Introducing the Monitor mode

Author: Rafael Fernández López

Published:

Updated:

Policies are a core component of a Kubernetes cluster story that involves security, compliance and consistency.

Being this process an iterative one, it’s common for new policies to potentially reject operations that we might be issuing today in our production clusters.

As an example, we might have decided that it’s not possible to change certain annotations on existing resources after the fact. In this case, we don’t want to revoke UPDATE rights completely, but just to define an inalterable set of annotations after the resource has been created.

Following this example, it might happen that we haven’t audited to the last detail the code that is doing the rollout of existing resources of our stack.

Deploying this policy in a strict way will make certain rollouts to not succeed as expected, because some UPDATE operations will be rejected by the policy.

There is some middle ground so that we can evolve our platform, and still accept these requests: the Monitor mode.

Policies can be deployed now in two different modes: monitor and protect.
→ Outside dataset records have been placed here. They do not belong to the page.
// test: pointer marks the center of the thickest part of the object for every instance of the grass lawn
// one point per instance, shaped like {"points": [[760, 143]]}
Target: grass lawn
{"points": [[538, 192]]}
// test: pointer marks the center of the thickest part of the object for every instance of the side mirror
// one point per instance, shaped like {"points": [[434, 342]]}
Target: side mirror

By default, they are deployed in protect mode, unless configured otherwise. This ensures compatibility with the current and expected behavior.

With the Monitor mode, we are able to deploy new policies so that they will not reject or mutate any request they might be targeting. The rest of the mechanism for policy evaluation will work as usual, so that you can still:

  • Inspect the policy-server logs and traces for actions this policy would have taken had it been in protect mode.

  • Inspect the policy-server metrics, given the mode is now part of the metric baggage.

Transitioning the mode

Given an existing policy, it’s possible for it to transition from monitor to protect mode, but not the other way around.

This ensures that users with RBAC permissions to update policies can only make the policy more strict, never less strict. In order for a policy to transition from protect to monitor it would need to be deleted and recreated in monitor mode, what would require DELETE permissions.

Wrapping up

We think the Monitor mode is very interesting for organizations to start adopting policy-as-code in a safer way, so they can be confident about the consequences deploying new policies will have on their existing operations.